Борису было совершенно невдомек, что говорить о каком-то одном авторе в его случае было смешно. Авторов было двое, иногда вклинивались режиссер и спонсор; один его действительно не любил, зато другой, дорвавшись до дела, немедленно осыпал благодеяниями. Анну никто не любил и не ненавидел, к ней все относились спокойно, скорее как к неизбежному злу, потому что в центре любого сериала должна быть красивая одинокая девочка со сложным характером. Это ровное и беспристрастное отношение к себе она чувствовала и поэтому в Бога не верила.
- А я в Бога не верю, - сказала она Борису. - Зачем мне Бог, когда есть ты?
- Глупости, - сказал Борис. - Ты что же, веришь, что все вот так и кончится? Что все это может кончиться здесь и сейчас?
- А как же иначе? - искренне спросила Анна. - Ты всерьез допускаешь, что может быть какая-то другая жизнь?
- Конечно, - сказал Борис уверенно. - Я, например, уверен, что живу уже не первую.
- Ну-ка, ну-ка! Ты помнишь Древнюю Грецию? Знаешь, одна актриса - вся такая интеллектуалка - очень любит рассказывать, что в прошлой жизни она была древним греком. Гречкой. До нее это дошло, когда у нее там во время какого-то поэзоконцерта в Акрополе микрофон отключился. И она голосом охватила весь Акрополь. Ты представляешь, бред какой?
Это была невинная месть Быстрова сухощавой и самовлюбленной гранд-даме русского интеллектуального театра, отказавшейся взять в свою антрепризу его пьесу "Отравительница Федра".

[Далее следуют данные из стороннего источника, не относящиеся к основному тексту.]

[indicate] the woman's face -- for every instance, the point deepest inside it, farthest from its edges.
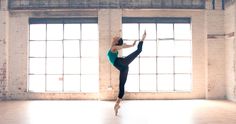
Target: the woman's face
(115, 39)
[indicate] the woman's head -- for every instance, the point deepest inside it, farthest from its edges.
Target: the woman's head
(120, 41)
(117, 41)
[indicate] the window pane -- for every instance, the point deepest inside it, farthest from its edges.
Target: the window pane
(54, 31)
(89, 66)
(89, 48)
(54, 82)
(183, 82)
(165, 65)
(72, 31)
(149, 48)
(126, 52)
(37, 49)
(165, 82)
(148, 82)
(147, 65)
(71, 48)
(37, 65)
(89, 32)
(183, 65)
(130, 31)
(38, 32)
(182, 31)
(72, 65)
(37, 83)
(165, 31)
(150, 29)
(165, 48)
(134, 67)
(54, 65)
(71, 83)
(132, 83)
(54, 49)
(89, 83)
(183, 48)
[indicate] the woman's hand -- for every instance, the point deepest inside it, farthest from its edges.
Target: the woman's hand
(144, 35)
(134, 42)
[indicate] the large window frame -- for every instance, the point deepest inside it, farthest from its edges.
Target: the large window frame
(140, 74)
(69, 67)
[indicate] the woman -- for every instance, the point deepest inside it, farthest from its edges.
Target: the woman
(122, 64)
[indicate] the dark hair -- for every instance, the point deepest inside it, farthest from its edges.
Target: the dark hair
(120, 42)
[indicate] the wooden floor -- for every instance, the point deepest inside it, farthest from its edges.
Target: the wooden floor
(131, 112)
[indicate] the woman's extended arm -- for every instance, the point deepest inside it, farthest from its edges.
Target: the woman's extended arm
(117, 47)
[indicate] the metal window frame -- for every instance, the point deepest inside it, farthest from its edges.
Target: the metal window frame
(159, 20)
(62, 21)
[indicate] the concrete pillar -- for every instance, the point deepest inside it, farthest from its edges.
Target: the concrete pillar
(3, 48)
(109, 21)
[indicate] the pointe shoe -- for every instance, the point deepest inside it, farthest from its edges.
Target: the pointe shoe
(116, 108)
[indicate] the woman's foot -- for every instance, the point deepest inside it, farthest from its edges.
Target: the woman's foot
(116, 108)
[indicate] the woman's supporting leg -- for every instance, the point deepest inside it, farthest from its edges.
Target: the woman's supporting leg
(128, 59)
(123, 78)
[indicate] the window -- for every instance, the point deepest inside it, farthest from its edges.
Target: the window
(63, 55)
(165, 64)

- Нет, Греция ни при чем. Знаешь, - говорил Борис, увлекаясь более и более, - мне вообще иногда кажется, что я живу какую-то не свою жизнь. И жена мне досталась не моя, и квартира не моя… Имени своего - и то терпеть не могу. Вот если бы меня звали Андрей… Нет, серьезно, - он приподнялся на локте, не переставая, однако, гладить лицо Анны, бледное в полутьме лицо с закрытыми глазами. Они лежали в комнате Борисова друга, художника, который часто их пускал к себе, когда уходил работать в мастерскую. - Я, когда с Нинкой жил, все время бился об стены. То есть мне тесно как-то было, все ушибался об углы, что она ни приготовит - мне невкусно… Ты не представляешь, какой это кошмар! И вид, вид за окнами - совершенно не такой, как мне надо! И работа, понимаешь, - я не могу сказать, что не люблю свою работу, но рожден-то я, мне кажется, был для чего-то совсем другого! Мне иногда казалось, что я в принципе должен бы заниматься музыкой, только музыкой и ничем другим.
- Ты? - Анна усмехнулась и открыла глаза. - Борька, тебе же бурый медведь ухо оттоптал!